One of the biggest surprises was a very forward-thinking, innovative procurement director and procurement department, so that has really put the focus on what might be possible in rethinking procurement (Editor’s note: That’s what it’s called when the government hires private companies to take on government work, like construction or garbage collection… or building a website) to make it more accessible for smaller local tech companies to compete for government work. We’re looking at requirements we have now and trying to make this a little more reasonable.

A lot of the time, the attitude for procurement is, “Let’s put every requirement under the sun in the RFP and put this out to bid. But if you simplify the RFP, if you can chop up the project, you might be able to attract local talent. (Editor’s note: An RFP is a request for proposals, it’s how an agency asks another companies to submit a business proposal to bid on a project.) The only people who can compete on all 100 requirements are the big boys: IBM, Oracle.

I don’t want to have to hire a full-time person for a year.  If I’ve got a month of work, can I bid that out potentially and have five smaller local companies bid on that? Then I think you can have some real growth in civic tech locally.

About that website…

I think the website is going to be a huge vehicle for that.
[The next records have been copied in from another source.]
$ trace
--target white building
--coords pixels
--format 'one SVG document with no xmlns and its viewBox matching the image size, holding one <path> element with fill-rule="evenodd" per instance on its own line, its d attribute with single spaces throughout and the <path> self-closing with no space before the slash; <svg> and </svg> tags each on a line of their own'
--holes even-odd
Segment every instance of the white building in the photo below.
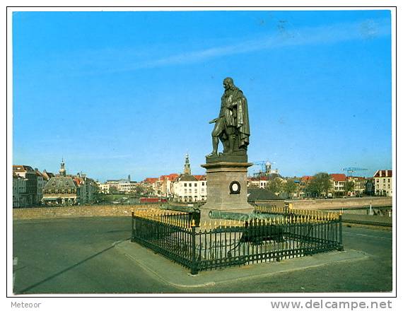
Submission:
<svg viewBox="0 0 403 311">
<path fill-rule="evenodd" d="M 27 179 L 13 172 L 13 207 L 24 207 L 26 201 Z"/>
<path fill-rule="evenodd" d="M 37 175 L 37 202 L 40 203 L 42 201 L 42 197 L 43 195 L 43 188 L 47 182 L 46 177 L 44 176 L 42 172 L 40 172 L 37 168 L 35 169 L 35 172 Z"/>
<path fill-rule="evenodd" d="M 392 170 L 378 170 L 373 175 L 375 194 L 392 196 L 393 194 Z"/>
<path fill-rule="evenodd" d="M 207 199 L 206 177 L 198 180 L 194 175 L 181 175 L 173 184 L 174 199 L 179 202 L 199 202 Z"/>
</svg>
We’re looking at it as a real opportunity… we’re going to take a look at each individual process to make sure it’s user friendly.

We’re reducing the grade level on the reading of things so that you don’t have to have a college degree to figure out how to build a fence, for example. 

We also want to keep people from having to come into the building. Right now there’s no way around it, you have to come to the administrative building for anything building and permitting related. Why, if you’re a small business owner working out of your house… why you would have to come into this building to do that?”

People are finally understanding tech.

Government really does tend to exist in a vacuum. Employees don’t get the opportunity that often to step outside city hall and see what happens at a CIC Miami or go to The Lab and see cool technology.

They just haven’t been given the opportunity or seen or known these things are happening within the community. But at the national day of civic hacking, more people than ever showed up for county.

I see people getting interested in all these modern approaches to building things. In their personal lives, city employees are exposed to great apps and user experiences. The tech component is a big mystery for a lot of folks. They still view tech as three to five-year implementations. The idea that there are things that can get done in months is very foreign to government.

But with the website, it’s been less than 12 weeks and we’ve been able to redesign six or seven services. We’ve done user testing and we’re going to be able to launch something here really quickly. That starts to change the perception of what an IT project takes.

 

 

  • Alex Jean-Baptiste

    This is a great story! It can feel like the city is apathetic sometimes. But people get older, new blood comes in and things change. Slowly but surely.